La valutazione della proporzionalità tra il comportamento illecito del lavoratore ed il licenziamento disciplinare irrogato, secondo la giurisprudenza di questa Corte, costituisce apprezzamento di fatto riservato al giudice del merito, le cui valutazioni sono censurabili in sede di legittimità solo per difetto di motivazione (vedi Cass. N. 7962 del 2002, Cass. n. 7188 del 2001, Cass. N. 10775 del 2001).
Nella specie la Corte di Appello ha dato compiuta ragione della propria decisione prendendo in esame il comportamento dell'insegnante ritenuto dal datore di lavoro passibile di sanzione, il contesto nel quale si svolto il colloquio tra la predetta e l'alunno, il contenuto confidenziale del colloquio e la sua non dissonanza dalle direttive del consiglio di classe ed ha confermato il giudizio, in termini di sproporzione tra il fatto addebitato e la sanzione inflitta, espresso dal giudice di primo grado.
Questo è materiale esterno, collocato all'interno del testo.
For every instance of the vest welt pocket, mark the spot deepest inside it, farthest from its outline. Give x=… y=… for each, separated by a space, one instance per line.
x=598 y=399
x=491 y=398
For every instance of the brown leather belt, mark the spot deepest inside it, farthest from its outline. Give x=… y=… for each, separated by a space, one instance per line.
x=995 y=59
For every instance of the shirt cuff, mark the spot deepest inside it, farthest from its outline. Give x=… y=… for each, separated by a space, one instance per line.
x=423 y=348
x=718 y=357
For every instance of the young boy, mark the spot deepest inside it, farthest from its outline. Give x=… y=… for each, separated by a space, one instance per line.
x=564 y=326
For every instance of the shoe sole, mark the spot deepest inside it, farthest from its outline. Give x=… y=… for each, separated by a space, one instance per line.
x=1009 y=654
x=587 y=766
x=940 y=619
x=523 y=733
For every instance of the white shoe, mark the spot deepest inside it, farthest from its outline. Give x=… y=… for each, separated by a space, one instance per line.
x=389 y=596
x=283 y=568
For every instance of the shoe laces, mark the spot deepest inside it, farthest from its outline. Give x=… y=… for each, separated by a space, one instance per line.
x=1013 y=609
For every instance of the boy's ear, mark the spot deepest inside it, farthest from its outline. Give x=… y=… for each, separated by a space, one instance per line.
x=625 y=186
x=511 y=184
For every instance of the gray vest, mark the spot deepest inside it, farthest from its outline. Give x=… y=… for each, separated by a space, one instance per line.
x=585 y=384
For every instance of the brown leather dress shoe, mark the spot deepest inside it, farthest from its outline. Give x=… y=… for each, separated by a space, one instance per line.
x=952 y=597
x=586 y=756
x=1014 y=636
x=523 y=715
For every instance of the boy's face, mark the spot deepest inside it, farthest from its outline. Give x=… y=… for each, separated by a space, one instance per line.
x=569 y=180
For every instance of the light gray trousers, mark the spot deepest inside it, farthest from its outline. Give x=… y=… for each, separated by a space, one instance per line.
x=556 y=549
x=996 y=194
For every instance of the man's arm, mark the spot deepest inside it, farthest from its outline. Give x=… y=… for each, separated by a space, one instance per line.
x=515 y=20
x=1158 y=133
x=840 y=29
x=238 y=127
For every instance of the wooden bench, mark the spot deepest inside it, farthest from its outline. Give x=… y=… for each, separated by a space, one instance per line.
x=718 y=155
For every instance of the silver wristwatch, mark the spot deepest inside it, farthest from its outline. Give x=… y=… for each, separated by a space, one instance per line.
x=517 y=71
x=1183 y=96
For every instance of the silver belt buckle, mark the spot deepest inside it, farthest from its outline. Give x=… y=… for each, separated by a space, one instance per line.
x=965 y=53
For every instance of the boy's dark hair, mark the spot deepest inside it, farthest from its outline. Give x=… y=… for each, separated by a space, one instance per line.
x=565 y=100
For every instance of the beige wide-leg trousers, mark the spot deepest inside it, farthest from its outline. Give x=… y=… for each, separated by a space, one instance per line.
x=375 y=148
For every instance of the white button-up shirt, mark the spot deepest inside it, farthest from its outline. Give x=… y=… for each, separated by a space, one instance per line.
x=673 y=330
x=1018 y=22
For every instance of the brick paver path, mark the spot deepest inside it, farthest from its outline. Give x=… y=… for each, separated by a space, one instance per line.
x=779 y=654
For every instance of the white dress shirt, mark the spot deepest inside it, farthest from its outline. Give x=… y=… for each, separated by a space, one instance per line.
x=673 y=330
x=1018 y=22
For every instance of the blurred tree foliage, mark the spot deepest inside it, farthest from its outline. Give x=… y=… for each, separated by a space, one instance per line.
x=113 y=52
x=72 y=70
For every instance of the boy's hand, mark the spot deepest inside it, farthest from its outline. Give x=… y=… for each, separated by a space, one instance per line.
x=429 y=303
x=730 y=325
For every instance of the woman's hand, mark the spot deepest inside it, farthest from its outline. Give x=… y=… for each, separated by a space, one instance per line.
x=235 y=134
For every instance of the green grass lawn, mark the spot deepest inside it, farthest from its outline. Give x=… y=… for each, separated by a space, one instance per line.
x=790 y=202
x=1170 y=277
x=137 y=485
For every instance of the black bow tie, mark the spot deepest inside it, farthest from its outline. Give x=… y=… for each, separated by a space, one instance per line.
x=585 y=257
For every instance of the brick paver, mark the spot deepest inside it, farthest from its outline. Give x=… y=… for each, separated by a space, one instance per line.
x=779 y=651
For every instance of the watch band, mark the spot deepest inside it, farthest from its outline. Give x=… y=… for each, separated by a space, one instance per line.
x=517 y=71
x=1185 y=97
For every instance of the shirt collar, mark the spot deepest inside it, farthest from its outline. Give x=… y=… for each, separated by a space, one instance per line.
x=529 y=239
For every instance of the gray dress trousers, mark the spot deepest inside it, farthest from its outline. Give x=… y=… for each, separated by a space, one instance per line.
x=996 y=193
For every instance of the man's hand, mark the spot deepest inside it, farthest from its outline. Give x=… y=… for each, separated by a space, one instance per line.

Le affermazioni della Corte territoriale, congruamente motivate, sono prive di vizi logici e contraddizioni e consentono di ricostruire agevolmente l'iter argomentativo che sorregge la decisione. Per contro le censure del ricorrente si risolvono nella richiesta di una diversa interpretazione dei fatti, non consentita al giudice di legittimità, e non sono meritevoli di accoglimento.
Parimenti infondato è il secondo profilo di censura. Il ricorrente censura la sentenza impugnata nella parte in cui ha ritenuto corretto il conteggio degli emolumento mensili dell'insegnante ai fini del risarcimento del danno ed in particolare il conteggio dell'indennità c.d. di prolungamento orario, a suo dire rimesso alla discrezionalità del datore di lavoro. Sta di fatto che la Corte territoriale ha giudicato esatto il conteggio del primo giudice perché effettuato sulla base delle buste paga prodotte dallo stesso istituto scolastico. La inclusione di detta indennità nella busta paga, non contestata dall'attuale ricorrente, depone per la correttezza della decisione del giudice di appello, poiché la "retribuzione globale di fatto" cui è rapportato il risarcimento ex art. 18 legge n. 300/1970 è comprensiva di tutte le voci stipendiali ordinariamente corrisposte al lavoratore licenziato, ivi comprese quelle saltuarie ed eventuali.
Per tutte le considerazioni sopra esposte, il ricorso, dunque, deve essere respinto ed il ricorrente deve essere condannato al pagamento in favore dell'intimata delle spese del giudizio di cassazione, liquidate come in dispositivo.
PER QUESTI MOTIVI
La Corte rigetta il ricorso e condanna il ricorrente al pagamento delle spese del giudizio di cassazione, che liquida in euro16.00 oltre ad euro duemila per onorari.